Poá caminha sob um céu de chumbo, mas não é a chuva que nos ameaça; é a erosão da cidadania. Após anos observando as entranhas desta cidade, o que vejo não é apenas uma crise de gestão, mas um fenômeno de cegueira coletiva, onde o direito virou favor e a denúncia virou postagem de rede social.

Vivemos a era do desabafo digital que morre no “feed”. O cidadão é assaltado, sofre a violência na pele, mas nega ao Estado o registro oficial. Não há BO, não há 190. Há apenas o grito no vácuo do Facebook, enquanto se espera que a “política” resolva o que o sistema sequer sabe que aconteceu.

O mesmo ocorre com a escuridão. Lâmpadas apagadas tornam-se palcos para vereadores que, em vez de fiscalizarem a empresa de iluminação ou cobrarem a transparência do 0800 escondido pela Prefeitura, preferem o “jogo do empurra”. O executivo e o legislativo se digladiam nos bastidores com lobistas, enquanto o povo, desorientado, agradece ao político por uma luz que ele paga caro para ter.

Onde a dor deveria encontrar acolhimento, encontra o balcão de negócios. É inadmissível que, em pleno 2026, a saúde em Poá ainda passe pelo crivo de assessores e “apadrinhados”. Enquanto a Dona Maria e o Senhor José definham no final da fila da Vila Júlia, o “vereador da quitanda” e seus asseclas operam o sistema como se a Secretaria de Saúde fosse uma extensão de seus gabinetes.

É o teatro do absurdo: o parlamentar que deveria presidir a Comissão de Saúde e fiscalizar o Prefeito, prefere indicar cargos e gerir agendamentos. Isso não é política; é sequestro do direito à vida.

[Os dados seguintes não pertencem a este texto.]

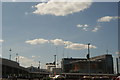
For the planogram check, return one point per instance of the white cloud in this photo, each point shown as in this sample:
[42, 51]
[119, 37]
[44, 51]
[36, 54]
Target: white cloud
[37, 41]
[107, 18]
[13, 0]
[26, 62]
[1, 40]
[83, 27]
[67, 44]
[63, 8]
[77, 46]
[57, 42]
[96, 28]
[117, 52]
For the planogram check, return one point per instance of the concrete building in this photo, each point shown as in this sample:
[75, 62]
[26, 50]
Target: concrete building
[50, 66]
[99, 64]
[12, 69]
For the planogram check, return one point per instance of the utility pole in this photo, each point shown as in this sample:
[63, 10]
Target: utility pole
[39, 64]
[55, 60]
[10, 54]
[16, 57]
[88, 56]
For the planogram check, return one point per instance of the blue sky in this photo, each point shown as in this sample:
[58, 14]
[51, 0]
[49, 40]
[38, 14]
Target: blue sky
[94, 23]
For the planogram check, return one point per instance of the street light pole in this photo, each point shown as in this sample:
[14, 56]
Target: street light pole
[89, 58]
[10, 53]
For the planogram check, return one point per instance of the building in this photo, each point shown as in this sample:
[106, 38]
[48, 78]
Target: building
[12, 69]
[66, 61]
[50, 66]
[99, 64]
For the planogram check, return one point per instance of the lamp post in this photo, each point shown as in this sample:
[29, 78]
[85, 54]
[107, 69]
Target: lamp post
[10, 54]
[88, 57]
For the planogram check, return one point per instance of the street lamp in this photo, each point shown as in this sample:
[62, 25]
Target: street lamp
[88, 57]
[10, 53]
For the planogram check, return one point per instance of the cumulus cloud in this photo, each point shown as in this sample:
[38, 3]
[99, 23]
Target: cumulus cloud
[67, 44]
[1, 41]
[26, 62]
[83, 27]
[62, 8]
[96, 28]
[77, 46]
[117, 52]
[37, 41]
[57, 42]
[107, 18]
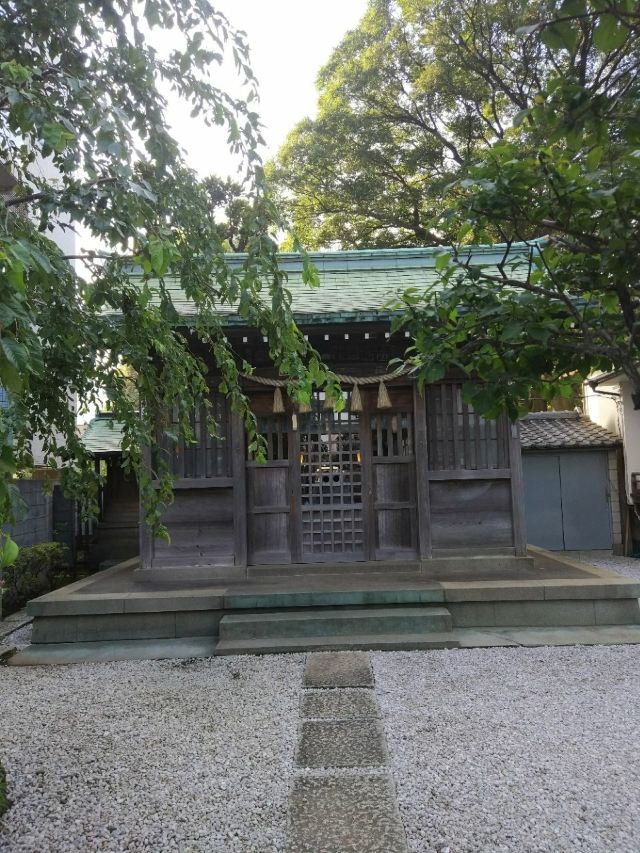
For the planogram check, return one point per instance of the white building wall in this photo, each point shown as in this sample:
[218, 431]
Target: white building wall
[617, 414]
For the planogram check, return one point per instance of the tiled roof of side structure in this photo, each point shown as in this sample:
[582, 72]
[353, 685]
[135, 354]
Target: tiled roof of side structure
[357, 284]
[548, 430]
[103, 435]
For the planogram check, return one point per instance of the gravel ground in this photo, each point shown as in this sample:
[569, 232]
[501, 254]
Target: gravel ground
[629, 566]
[515, 749]
[164, 755]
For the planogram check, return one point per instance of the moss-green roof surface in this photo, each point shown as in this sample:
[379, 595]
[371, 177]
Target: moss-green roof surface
[357, 285]
[103, 435]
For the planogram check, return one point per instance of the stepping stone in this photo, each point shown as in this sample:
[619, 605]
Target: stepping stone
[339, 704]
[338, 669]
[344, 814]
[341, 743]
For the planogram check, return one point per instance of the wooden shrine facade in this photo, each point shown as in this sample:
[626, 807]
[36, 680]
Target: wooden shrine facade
[408, 477]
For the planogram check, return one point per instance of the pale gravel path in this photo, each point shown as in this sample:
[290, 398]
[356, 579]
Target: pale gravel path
[517, 750]
[629, 566]
[159, 756]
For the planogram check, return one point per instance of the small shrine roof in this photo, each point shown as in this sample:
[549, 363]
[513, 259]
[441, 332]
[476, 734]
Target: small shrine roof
[357, 286]
[547, 430]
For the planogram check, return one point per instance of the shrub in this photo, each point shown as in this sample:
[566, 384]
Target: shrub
[37, 569]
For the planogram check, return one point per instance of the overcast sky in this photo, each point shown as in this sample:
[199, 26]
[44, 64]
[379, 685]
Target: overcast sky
[290, 41]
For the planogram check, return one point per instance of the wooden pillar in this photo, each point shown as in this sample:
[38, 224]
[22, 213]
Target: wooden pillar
[423, 504]
[366, 471]
[146, 539]
[295, 421]
[239, 470]
[517, 492]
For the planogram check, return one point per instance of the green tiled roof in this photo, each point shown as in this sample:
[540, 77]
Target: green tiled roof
[103, 435]
[356, 285]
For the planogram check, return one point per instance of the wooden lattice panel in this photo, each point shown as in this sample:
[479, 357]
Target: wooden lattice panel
[331, 483]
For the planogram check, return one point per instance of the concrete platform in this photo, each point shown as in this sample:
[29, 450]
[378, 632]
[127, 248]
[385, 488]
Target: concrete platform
[476, 597]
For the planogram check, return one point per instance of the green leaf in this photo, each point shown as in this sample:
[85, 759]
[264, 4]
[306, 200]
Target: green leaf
[562, 35]
[156, 253]
[594, 157]
[609, 34]
[9, 551]
[15, 352]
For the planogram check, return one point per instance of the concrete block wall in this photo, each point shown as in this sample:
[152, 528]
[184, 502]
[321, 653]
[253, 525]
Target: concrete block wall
[37, 524]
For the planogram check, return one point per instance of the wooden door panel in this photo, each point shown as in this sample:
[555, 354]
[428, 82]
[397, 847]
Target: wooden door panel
[269, 496]
[394, 482]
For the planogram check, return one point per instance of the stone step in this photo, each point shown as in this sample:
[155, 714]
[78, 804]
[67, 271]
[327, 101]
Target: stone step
[335, 622]
[319, 594]
[366, 642]
[363, 567]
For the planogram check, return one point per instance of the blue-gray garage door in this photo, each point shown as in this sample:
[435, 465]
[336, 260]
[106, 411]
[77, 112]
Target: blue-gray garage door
[567, 500]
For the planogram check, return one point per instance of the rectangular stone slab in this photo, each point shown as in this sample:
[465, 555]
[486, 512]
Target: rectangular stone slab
[344, 814]
[339, 704]
[338, 669]
[341, 743]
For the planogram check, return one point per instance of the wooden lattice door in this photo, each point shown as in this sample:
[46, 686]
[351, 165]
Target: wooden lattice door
[331, 505]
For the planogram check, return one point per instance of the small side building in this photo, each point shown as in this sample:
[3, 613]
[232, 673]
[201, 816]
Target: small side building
[572, 481]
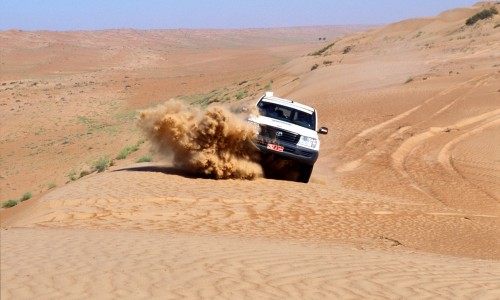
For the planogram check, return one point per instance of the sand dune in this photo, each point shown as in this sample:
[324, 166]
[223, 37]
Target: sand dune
[126, 264]
[403, 202]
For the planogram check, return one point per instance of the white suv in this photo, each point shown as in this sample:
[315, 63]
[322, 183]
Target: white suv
[288, 131]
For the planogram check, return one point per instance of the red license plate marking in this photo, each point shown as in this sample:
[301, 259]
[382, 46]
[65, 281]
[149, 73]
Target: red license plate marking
[275, 147]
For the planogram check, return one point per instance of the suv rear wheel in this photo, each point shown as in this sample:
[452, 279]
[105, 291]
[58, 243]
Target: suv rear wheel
[305, 171]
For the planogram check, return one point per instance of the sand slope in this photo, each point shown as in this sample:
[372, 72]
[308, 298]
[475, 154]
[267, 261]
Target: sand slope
[403, 202]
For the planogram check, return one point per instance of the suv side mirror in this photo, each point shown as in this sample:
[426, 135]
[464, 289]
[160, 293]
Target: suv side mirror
[323, 130]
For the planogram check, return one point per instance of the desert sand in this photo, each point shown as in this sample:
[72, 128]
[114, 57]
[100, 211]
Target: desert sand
[403, 203]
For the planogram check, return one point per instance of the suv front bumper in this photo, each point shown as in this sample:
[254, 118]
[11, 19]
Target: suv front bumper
[290, 151]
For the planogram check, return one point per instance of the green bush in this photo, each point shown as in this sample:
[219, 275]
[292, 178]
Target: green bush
[72, 175]
[484, 14]
[127, 151]
[144, 158]
[9, 203]
[84, 173]
[26, 196]
[323, 50]
[101, 164]
[241, 94]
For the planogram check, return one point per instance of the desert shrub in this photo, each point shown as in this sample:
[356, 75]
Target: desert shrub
[127, 151]
[484, 14]
[410, 79]
[101, 164]
[9, 203]
[26, 196]
[144, 158]
[84, 173]
[72, 175]
[322, 50]
[241, 94]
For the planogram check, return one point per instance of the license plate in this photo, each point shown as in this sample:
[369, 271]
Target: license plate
[275, 147]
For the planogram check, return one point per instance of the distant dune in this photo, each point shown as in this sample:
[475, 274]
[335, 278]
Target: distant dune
[404, 201]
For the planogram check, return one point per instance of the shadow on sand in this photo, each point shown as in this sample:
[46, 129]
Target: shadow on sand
[165, 170]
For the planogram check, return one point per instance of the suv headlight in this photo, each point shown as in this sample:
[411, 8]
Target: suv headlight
[308, 142]
[254, 125]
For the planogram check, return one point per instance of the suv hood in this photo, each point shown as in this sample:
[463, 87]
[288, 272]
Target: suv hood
[284, 125]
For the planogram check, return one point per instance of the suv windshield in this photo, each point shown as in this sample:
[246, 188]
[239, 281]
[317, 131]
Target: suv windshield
[288, 114]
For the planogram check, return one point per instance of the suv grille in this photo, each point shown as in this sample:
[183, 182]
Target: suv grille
[279, 134]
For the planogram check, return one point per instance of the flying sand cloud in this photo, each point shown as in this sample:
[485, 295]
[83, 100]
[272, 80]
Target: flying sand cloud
[212, 142]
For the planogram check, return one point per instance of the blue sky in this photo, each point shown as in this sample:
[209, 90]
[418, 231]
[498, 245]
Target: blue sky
[169, 14]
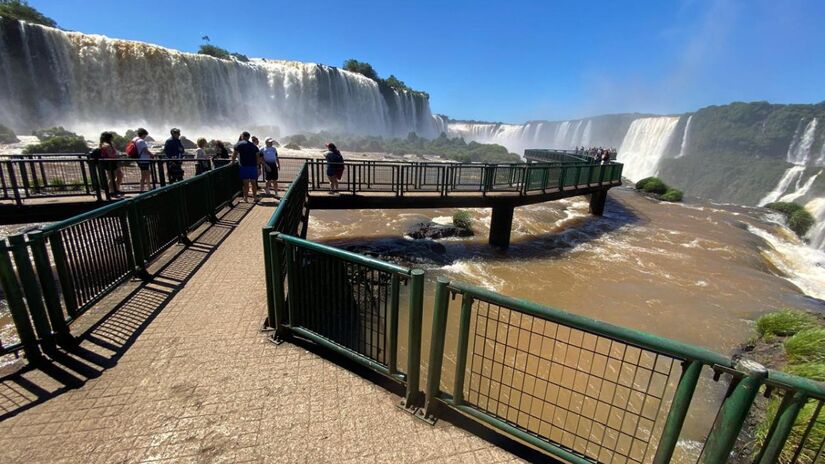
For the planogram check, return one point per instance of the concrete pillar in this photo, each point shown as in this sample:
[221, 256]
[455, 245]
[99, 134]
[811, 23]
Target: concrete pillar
[500, 225]
[597, 200]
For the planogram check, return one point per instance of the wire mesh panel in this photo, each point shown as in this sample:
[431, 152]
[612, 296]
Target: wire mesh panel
[98, 255]
[195, 197]
[352, 311]
[597, 397]
[159, 221]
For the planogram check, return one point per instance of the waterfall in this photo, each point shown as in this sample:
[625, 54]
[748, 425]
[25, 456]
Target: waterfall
[90, 82]
[644, 145]
[685, 138]
[792, 174]
[802, 190]
[800, 149]
[816, 234]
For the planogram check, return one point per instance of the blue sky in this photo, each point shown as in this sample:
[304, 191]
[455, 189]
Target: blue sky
[510, 61]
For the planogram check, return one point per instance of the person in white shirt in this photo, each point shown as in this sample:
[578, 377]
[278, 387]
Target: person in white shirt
[271, 165]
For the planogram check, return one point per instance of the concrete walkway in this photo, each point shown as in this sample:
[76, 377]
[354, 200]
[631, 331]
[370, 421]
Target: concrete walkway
[180, 373]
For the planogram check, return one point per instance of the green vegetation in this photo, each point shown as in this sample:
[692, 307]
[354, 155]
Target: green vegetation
[22, 11]
[7, 135]
[221, 53]
[657, 187]
[806, 346]
[785, 322]
[672, 195]
[57, 140]
[462, 219]
[813, 371]
[392, 82]
[798, 218]
[454, 149]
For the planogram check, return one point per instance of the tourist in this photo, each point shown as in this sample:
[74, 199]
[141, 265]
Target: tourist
[200, 155]
[271, 165]
[109, 159]
[335, 166]
[144, 158]
[249, 158]
[221, 157]
[173, 149]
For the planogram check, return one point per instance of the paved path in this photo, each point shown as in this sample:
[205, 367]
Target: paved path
[180, 373]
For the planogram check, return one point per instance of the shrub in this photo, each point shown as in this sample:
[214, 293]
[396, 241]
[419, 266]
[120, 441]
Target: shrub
[672, 195]
[813, 371]
[462, 219]
[797, 217]
[640, 185]
[655, 185]
[21, 11]
[785, 322]
[806, 346]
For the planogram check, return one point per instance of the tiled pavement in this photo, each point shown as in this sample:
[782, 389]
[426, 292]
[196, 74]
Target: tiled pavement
[181, 373]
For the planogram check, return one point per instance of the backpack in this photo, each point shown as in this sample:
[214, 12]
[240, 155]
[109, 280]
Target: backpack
[131, 150]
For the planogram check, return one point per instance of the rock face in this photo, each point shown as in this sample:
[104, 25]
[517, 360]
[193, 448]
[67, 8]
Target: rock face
[434, 231]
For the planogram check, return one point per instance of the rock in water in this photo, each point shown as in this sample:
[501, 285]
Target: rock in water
[434, 231]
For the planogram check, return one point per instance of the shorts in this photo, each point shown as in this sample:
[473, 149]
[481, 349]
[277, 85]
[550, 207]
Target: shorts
[272, 174]
[110, 165]
[249, 172]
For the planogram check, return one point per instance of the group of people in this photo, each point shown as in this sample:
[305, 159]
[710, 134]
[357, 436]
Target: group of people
[254, 161]
[599, 155]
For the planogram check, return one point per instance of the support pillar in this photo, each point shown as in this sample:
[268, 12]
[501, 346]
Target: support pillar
[500, 225]
[597, 200]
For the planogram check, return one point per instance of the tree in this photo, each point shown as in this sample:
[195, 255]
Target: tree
[362, 68]
[21, 11]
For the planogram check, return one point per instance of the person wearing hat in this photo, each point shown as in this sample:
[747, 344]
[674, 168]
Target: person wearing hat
[271, 165]
[335, 166]
[173, 149]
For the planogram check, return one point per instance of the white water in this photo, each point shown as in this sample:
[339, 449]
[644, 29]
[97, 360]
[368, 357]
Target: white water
[89, 83]
[816, 234]
[792, 174]
[800, 148]
[685, 137]
[802, 190]
[644, 145]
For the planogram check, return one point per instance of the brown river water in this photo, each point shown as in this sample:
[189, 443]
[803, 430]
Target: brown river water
[696, 272]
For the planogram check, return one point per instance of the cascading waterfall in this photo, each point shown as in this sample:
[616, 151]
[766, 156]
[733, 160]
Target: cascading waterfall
[52, 77]
[791, 175]
[644, 145]
[685, 137]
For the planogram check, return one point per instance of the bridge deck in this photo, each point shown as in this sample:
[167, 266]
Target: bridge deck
[188, 377]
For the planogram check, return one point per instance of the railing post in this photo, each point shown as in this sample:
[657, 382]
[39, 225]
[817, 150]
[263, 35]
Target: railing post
[17, 308]
[415, 311]
[678, 411]
[31, 288]
[733, 413]
[461, 355]
[13, 179]
[442, 302]
[786, 415]
[392, 342]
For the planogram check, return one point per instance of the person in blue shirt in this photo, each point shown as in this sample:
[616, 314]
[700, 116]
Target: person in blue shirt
[173, 149]
[249, 158]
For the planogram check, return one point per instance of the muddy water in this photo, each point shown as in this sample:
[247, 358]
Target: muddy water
[695, 272]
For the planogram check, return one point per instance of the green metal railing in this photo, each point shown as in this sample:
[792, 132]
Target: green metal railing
[449, 178]
[579, 389]
[52, 275]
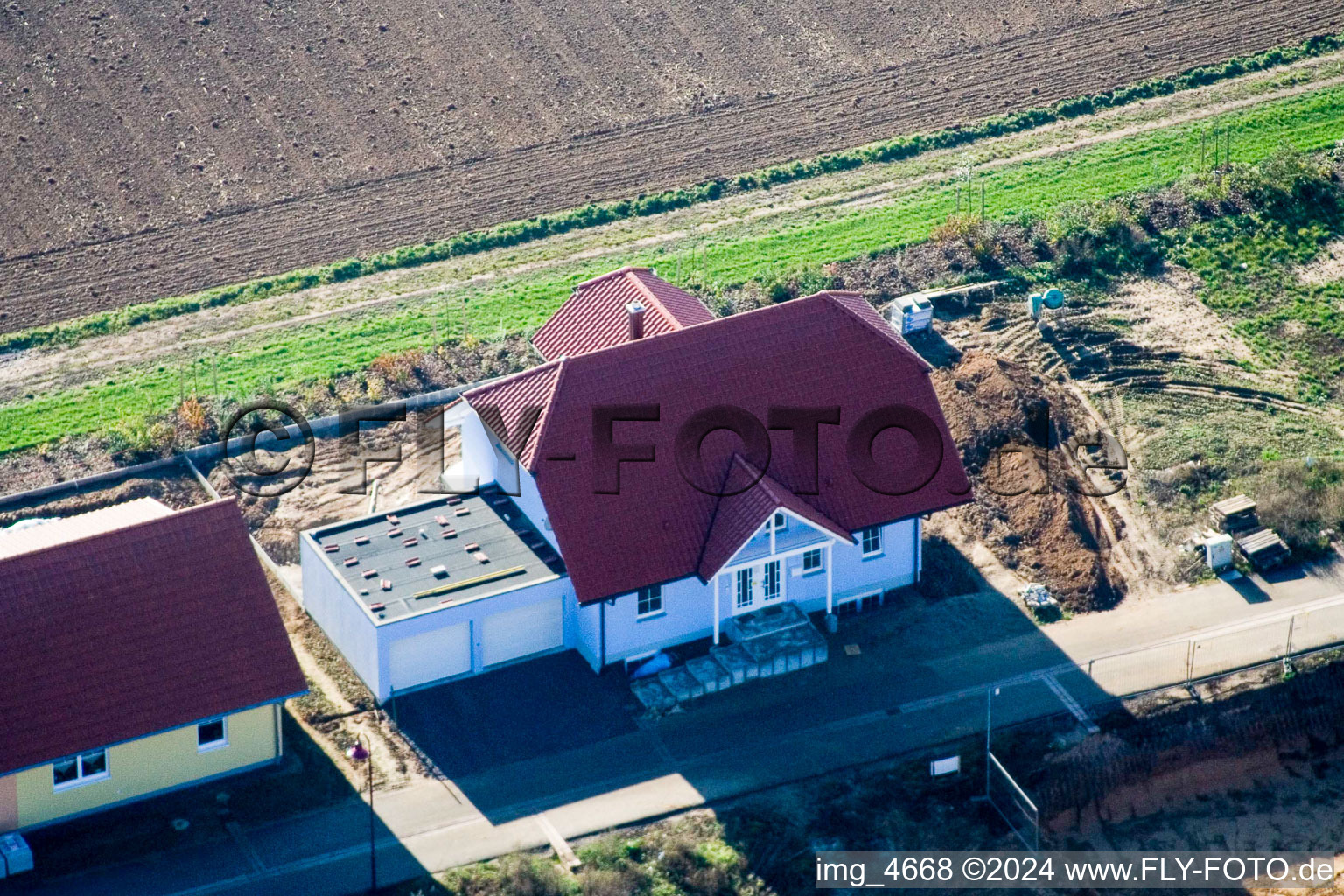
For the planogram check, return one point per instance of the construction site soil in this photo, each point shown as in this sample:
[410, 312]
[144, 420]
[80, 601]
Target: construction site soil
[155, 153]
[1030, 509]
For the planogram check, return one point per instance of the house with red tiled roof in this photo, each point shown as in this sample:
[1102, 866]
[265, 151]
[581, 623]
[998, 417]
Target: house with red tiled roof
[142, 652]
[669, 476]
[631, 303]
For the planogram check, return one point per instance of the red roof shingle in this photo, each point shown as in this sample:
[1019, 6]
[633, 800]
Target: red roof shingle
[594, 318]
[133, 632]
[738, 516]
[831, 349]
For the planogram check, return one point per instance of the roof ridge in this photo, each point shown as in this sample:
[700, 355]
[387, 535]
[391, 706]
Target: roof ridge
[648, 293]
[538, 434]
[173, 514]
[624, 269]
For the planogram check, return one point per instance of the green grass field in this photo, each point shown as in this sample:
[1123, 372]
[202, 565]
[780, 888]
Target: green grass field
[796, 245]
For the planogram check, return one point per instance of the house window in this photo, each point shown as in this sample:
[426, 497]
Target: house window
[211, 735]
[80, 770]
[872, 540]
[770, 580]
[651, 601]
[745, 587]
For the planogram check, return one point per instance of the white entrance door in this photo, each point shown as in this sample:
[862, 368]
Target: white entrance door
[757, 586]
[516, 633]
[430, 655]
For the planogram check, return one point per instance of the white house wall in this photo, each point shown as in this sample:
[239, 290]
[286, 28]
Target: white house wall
[340, 617]
[479, 464]
[472, 612]
[689, 604]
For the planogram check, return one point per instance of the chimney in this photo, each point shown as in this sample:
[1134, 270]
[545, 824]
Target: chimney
[636, 312]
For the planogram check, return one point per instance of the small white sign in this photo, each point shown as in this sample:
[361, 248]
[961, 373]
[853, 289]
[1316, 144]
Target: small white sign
[945, 766]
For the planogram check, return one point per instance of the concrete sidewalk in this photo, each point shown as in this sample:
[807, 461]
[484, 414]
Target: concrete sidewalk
[663, 768]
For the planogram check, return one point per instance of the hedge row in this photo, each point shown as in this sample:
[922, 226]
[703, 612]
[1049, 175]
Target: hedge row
[594, 214]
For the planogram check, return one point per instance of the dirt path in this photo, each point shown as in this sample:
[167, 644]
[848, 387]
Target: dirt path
[649, 155]
[198, 333]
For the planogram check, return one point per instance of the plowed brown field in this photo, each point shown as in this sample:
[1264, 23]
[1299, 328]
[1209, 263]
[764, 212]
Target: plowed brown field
[152, 150]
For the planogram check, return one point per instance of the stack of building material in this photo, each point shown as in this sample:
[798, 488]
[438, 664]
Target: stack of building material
[1263, 549]
[1258, 546]
[1234, 514]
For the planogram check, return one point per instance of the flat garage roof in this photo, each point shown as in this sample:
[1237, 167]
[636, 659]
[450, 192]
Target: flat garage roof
[438, 554]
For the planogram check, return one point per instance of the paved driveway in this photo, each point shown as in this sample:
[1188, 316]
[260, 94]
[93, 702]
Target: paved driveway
[526, 710]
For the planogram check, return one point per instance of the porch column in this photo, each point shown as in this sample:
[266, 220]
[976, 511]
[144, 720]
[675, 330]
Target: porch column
[715, 607]
[830, 592]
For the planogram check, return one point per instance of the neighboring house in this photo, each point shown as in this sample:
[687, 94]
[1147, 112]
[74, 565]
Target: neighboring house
[624, 556]
[142, 652]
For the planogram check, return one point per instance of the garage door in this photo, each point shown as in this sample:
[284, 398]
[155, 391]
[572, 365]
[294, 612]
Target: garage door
[430, 655]
[516, 633]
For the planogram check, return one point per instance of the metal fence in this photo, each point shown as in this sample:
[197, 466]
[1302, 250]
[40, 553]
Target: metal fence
[1201, 657]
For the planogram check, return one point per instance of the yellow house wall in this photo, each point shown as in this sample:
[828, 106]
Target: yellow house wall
[140, 767]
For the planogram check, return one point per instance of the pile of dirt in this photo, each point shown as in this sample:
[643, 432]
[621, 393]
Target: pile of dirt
[1011, 427]
[172, 485]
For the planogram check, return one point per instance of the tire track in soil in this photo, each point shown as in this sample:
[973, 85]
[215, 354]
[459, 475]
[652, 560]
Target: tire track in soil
[649, 156]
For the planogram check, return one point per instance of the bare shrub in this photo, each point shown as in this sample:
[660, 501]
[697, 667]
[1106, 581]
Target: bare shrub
[1300, 500]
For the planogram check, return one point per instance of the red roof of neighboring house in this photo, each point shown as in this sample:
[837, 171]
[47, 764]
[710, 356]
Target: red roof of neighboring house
[594, 316]
[738, 516]
[132, 632]
[825, 349]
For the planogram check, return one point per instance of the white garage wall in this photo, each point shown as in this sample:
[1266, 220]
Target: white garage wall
[516, 633]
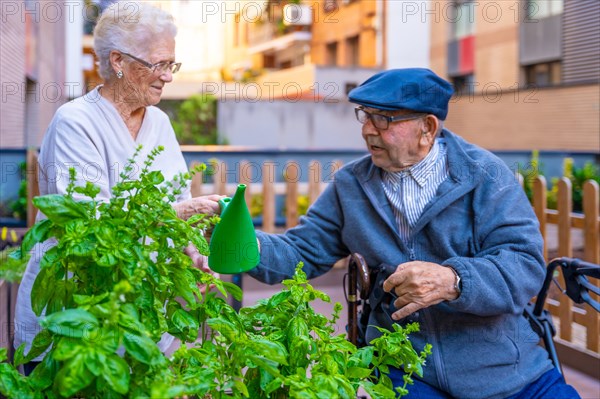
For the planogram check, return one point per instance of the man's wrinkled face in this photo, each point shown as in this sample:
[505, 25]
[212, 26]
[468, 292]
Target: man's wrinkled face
[399, 146]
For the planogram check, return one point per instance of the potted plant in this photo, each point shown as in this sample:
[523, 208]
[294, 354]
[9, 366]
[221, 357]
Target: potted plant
[117, 280]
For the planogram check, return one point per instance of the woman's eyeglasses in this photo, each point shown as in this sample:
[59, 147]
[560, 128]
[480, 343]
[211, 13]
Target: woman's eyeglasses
[159, 67]
[381, 121]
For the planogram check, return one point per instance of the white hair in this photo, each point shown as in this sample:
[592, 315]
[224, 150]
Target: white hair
[130, 27]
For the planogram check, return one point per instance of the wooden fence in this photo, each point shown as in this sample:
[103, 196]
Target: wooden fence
[563, 218]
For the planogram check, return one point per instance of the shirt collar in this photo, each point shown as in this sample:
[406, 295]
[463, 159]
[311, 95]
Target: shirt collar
[420, 171]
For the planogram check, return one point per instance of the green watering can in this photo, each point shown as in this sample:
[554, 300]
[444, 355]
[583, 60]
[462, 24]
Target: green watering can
[233, 245]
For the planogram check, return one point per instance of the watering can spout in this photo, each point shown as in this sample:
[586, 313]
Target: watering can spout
[233, 245]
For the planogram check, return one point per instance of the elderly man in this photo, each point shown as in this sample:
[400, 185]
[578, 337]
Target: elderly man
[452, 234]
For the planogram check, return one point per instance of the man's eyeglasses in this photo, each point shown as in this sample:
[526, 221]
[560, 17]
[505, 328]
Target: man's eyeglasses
[381, 121]
[159, 67]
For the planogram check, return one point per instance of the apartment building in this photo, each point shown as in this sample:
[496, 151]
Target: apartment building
[527, 72]
[40, 67]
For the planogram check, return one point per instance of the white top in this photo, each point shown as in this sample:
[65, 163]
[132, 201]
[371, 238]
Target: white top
[89, 134]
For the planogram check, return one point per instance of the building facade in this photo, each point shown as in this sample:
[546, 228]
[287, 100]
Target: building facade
[527, 72]
[38, 72]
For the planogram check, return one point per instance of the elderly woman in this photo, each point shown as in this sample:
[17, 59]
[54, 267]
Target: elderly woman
[100, 131]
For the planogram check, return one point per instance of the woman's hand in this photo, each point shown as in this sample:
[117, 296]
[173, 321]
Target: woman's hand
[200, 262]
[208, 205]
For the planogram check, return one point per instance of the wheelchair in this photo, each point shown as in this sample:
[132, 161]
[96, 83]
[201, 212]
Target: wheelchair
[576, 274]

O cenário se agrava quando olhamos para as cúpulas. Entre cafés pujantes e bate-papos cordiais, a Justiça e o Ministério Público parecem viver em uma redoma de vidro. Promotores que não recebem o povo, magistrados preocupados com a manutenção de seus privilégios e um sistema que burocratiza o acesso ao direito básico. Se podem complicar, por que facilitar?

Enquanto isso, a Constituição Federal, que exige publicidade e transparência nos serviços públicos, é tratada como um rascunho descartável. O boicote à imprensa livre é a arma dos covardes que operam “debaixo do pano”. Tentam calar o POÁ COM ACENTO e outros veículos porque a verdade é o único holofote que eles não conseguem apagar com um acordo de gabinete.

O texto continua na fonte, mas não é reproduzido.